Tools in the workflow and outputs generated
The tools and outputs provided by this workflow are:
- QC for Sequencing Reads outputs a report that is useful for validating the quality of the reads after trimming.
- RNA-Seq Analysis outputs the Gene Expression Track and a Mapping Report per sample.
- Differential Expression for RNA-Seq produces Statistical Comparison Tracks. As default, the tool is set up to expect Whole Transcriptome RNA-Seq data and to compare all groups specified in the metadata. This can easily be adjusted in the relevant wizard steps when running the workflow or the configurations can be changed in a copy of the workflow. The experimental design will depend on the metadata that is provided.
- Create Venn Diagram for RNA-Seq outputs a Venn diagram for up to 5 groups.
- Gene Set Test requires a GOA database and outputs a pathway analysis. When not available simply remove this element from the workflow.
- Create Expression Browser collects and combines the Gene Expression Track and Statistical Comparison Tracks into a single table.
- PCA for RNA-Seq produces a plot of all the gene expression samples.
- Create Heat Map for RNA-Seq produces a heat map of the top 25 features in the samples.
- Track List outputs a Genome Browser view of the sequence, genes, mRNA, CDS, and the differential gene expression results in the form of Statistical Comparison Tracks.
The RNA-Seq expression analysis is conducted at gene level and the differential expressions is hence reported at gene level. The workflow can easily be modified to conduct transcript level expression analysis. To modify the workflow you need to Open Copy of Workflow (right-click the workflow and select this option).
Figure 12.72: Atfer selection of the metadata file, select the samples identifyer in the drop-down menu.
Figure 12.73: Specify based on the metadata how the differentital expression analysis should be conducted. In this case we chose to test differential expression due to Group (Tumor/Normal) while controling for Sex (F/M).
Workflow outputs resulting from analyses of all samples shown in figure 12.71 such as the PCA plot and the Venn Diagram are saved directly at the top level of the results folder. Outputs that are sample specific are organized in relevant sub folders, except expression tracks, see figure 12.74. Expression tracks for all samples are stored in the folder Gene Expression Tracks.
Figure 12.74: Overview of the outputs produced and how the folders are structured.
Customizing the RNA-Seq and Differential Gene Expression Analysis workflow design
Template workflows can be easily edited to add or remove analysis steps, change parameter settings, and so on.
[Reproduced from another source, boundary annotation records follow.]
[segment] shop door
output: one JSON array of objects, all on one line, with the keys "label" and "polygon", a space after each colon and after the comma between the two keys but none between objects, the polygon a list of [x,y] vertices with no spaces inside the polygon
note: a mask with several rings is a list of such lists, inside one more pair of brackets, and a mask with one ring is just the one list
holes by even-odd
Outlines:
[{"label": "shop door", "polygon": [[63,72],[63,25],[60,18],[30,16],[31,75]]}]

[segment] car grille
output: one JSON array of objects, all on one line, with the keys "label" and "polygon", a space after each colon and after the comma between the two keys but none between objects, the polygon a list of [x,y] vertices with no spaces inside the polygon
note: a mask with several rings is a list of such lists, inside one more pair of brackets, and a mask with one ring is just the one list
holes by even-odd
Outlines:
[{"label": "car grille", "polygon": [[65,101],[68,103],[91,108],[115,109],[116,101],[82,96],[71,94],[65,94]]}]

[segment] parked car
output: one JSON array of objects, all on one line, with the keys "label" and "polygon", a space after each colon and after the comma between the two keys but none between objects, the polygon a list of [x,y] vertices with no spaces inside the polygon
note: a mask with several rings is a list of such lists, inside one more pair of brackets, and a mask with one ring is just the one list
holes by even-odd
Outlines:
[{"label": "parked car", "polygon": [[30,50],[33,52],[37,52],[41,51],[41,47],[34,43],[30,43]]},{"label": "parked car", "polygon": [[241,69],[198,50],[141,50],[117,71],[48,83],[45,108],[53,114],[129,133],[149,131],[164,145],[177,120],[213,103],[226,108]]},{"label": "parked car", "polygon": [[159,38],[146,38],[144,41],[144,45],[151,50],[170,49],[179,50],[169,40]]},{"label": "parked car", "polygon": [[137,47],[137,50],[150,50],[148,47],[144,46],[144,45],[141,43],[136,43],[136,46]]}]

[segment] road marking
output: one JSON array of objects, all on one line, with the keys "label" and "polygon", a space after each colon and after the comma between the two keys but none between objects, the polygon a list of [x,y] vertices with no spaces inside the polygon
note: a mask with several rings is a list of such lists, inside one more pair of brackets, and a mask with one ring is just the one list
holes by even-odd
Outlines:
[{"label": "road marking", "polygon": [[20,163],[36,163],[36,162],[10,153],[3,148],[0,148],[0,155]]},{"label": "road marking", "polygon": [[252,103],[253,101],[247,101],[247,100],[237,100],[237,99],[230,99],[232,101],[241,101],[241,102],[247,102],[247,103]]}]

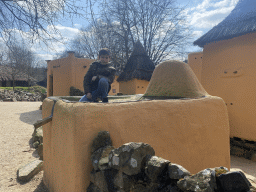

See Template workflows for information about how to open a template workflow for editing.
- Gene Set Test The workflow includes the Gene Set Test tools (REF), which requires a GOA database. If you do not have this for your species, remove the Gene Set Test element from the workflow.
- CDS track A CDS track is included as an input to the Create Track List element in the workflow. If you do not have CDS track for your reference genome, remove the CDS element from the workflow.
- Genes track and mRNA track The workflow is configured to make use of both these in the RNA-Seq Analysis step. They are also inputs to the Create Track List element. The RNA-Seq Analysis element can be configured with different "Reference types" and any reference tracks no longer needed can be removed from the workflow.